A 3 stone handicap was also the handicap a 1p would get from a 9p (Meijin) in the Edo period (the era of those four go schools).

gennan · July 3, 2020, 3:05pm

If that is true then what do those ranks even mean?
Shouldn’t amateur ranks always be separated by a full stone handicap (= 2 stones handicap with black giving komi or no handicap stones with white giving komi)?

I think an average 9d amateur should be able to give an average 1d amateur (according to the same system) 8-9 stones handicap. If a 9d can only give a 1d in the same system a handicap of 6 stones or so, the 9d rank is nonsensical.

Vsotvep · July 3, 2020, 3:14pm

I think ranks are divided by how likely you are to win against an opponent. An equal rank will mean you win about 50% of time, one rank higher, you win about 70%, two ranks 85%, etc.
This can keep being true with dan levels even if the handicap stones do not. A handicap stone is worth more for strong players.
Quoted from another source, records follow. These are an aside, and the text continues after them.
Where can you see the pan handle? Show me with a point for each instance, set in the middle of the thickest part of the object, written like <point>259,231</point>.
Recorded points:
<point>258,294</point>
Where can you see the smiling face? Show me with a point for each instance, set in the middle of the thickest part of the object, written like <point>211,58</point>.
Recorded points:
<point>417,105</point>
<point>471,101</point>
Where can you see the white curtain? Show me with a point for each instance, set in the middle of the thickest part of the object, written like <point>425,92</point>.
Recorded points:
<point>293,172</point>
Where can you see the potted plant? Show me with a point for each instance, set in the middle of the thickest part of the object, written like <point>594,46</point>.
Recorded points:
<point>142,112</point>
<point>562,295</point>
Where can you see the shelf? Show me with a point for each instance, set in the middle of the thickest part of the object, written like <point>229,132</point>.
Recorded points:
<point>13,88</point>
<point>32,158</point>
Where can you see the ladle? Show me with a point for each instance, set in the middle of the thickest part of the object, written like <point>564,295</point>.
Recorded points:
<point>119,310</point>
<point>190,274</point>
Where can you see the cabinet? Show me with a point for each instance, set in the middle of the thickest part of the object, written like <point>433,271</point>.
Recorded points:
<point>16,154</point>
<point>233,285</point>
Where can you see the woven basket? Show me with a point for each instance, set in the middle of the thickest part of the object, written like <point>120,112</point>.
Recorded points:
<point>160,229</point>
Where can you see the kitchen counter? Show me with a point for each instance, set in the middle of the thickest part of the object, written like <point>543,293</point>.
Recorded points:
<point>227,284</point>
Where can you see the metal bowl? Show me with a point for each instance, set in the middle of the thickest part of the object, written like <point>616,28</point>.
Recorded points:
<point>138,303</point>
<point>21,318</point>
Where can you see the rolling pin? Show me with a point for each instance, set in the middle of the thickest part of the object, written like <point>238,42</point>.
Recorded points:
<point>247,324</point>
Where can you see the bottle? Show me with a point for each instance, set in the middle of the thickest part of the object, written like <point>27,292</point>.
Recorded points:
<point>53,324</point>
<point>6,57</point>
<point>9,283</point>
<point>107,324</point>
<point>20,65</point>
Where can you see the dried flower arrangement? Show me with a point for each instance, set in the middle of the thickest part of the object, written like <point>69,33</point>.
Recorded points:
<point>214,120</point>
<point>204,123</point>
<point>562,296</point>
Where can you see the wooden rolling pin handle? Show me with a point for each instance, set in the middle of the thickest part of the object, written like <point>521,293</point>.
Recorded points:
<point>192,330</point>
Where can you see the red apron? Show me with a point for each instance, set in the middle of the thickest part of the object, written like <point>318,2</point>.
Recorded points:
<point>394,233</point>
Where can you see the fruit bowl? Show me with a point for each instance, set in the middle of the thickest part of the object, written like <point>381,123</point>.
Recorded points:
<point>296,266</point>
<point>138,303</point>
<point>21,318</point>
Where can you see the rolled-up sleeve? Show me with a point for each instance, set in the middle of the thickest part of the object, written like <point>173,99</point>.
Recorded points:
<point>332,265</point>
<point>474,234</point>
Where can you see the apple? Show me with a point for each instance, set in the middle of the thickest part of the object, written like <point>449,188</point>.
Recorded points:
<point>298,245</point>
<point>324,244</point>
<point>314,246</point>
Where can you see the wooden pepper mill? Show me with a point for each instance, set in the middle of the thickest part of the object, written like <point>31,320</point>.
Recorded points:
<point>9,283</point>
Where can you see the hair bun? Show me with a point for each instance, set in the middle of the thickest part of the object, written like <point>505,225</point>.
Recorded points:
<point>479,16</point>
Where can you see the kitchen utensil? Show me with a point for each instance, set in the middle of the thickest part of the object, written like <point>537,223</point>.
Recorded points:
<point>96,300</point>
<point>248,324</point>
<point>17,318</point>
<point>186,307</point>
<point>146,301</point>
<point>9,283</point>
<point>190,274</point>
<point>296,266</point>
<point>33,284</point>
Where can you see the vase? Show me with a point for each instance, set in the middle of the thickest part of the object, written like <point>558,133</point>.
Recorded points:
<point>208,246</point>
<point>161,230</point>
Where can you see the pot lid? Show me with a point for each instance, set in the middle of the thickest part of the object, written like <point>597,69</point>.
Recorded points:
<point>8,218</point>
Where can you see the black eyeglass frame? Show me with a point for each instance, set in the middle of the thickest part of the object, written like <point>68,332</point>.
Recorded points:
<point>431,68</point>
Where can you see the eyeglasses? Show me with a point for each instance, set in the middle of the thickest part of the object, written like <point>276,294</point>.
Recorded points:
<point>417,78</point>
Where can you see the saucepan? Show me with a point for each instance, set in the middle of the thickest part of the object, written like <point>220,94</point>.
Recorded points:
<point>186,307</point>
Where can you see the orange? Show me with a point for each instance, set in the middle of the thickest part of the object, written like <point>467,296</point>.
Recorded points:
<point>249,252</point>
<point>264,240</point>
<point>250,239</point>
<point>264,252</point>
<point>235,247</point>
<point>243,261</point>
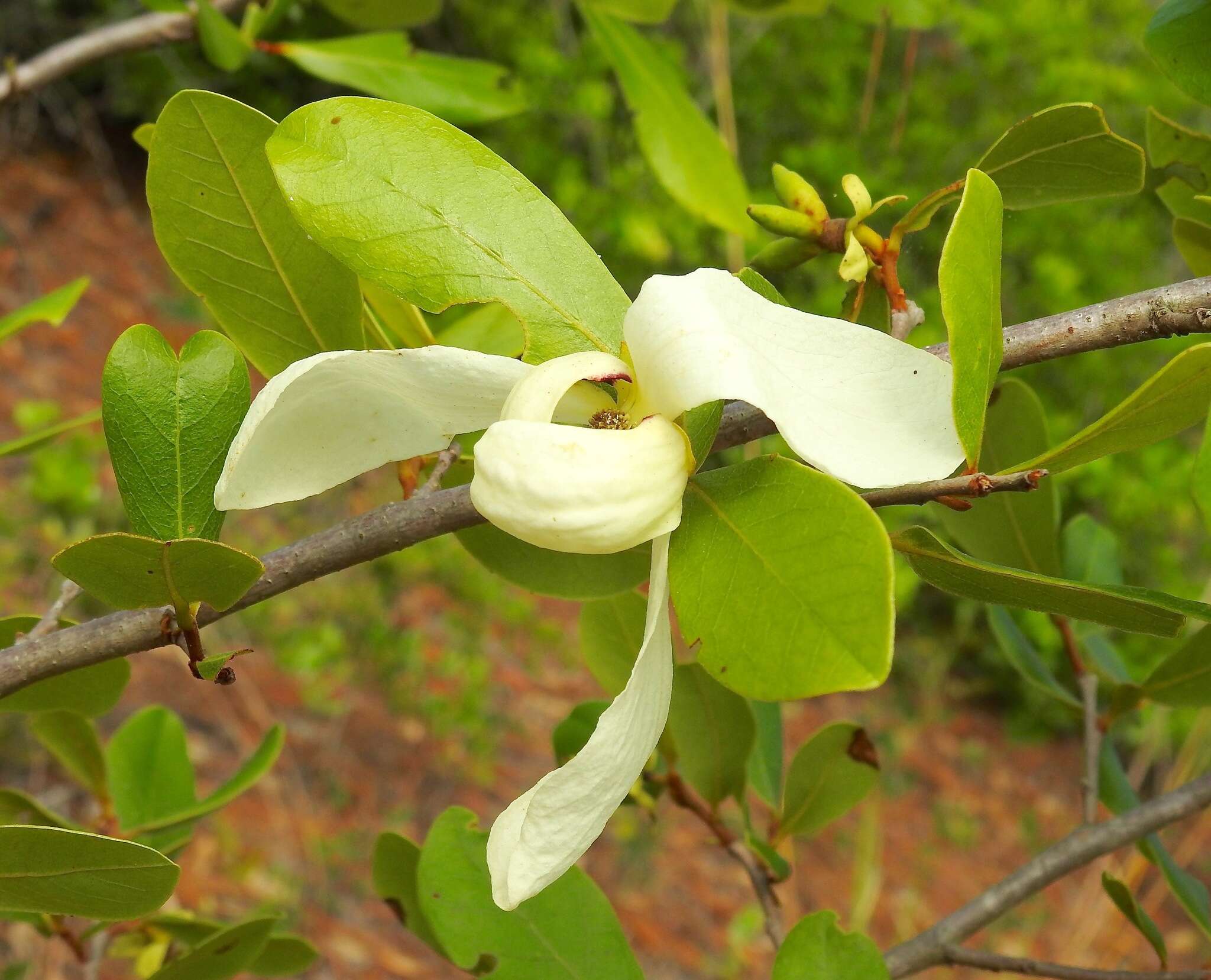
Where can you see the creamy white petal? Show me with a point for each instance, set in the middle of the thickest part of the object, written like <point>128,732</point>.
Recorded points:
<point>855,403</point>
<point>544,833</point>
<point>535,397</point>
<point>589,491</point>
<point>333,416</point>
Suppose we have two DDK’s where one wins about 85% of the time from the other, and two Dans where one wins 85% of the time from the other. Then two handicap stones will make the DDK’s play equal games, but with the Dan players the stronger player might start to lose more games on average, since the two handicaps are more valuable than the two ranks difference.

gennan · July 3, 2020, 3:16pm

Well you may think so, but it isn’t true when one analyses the relation between winrates and handicaps. Only the 50% is true (obviously).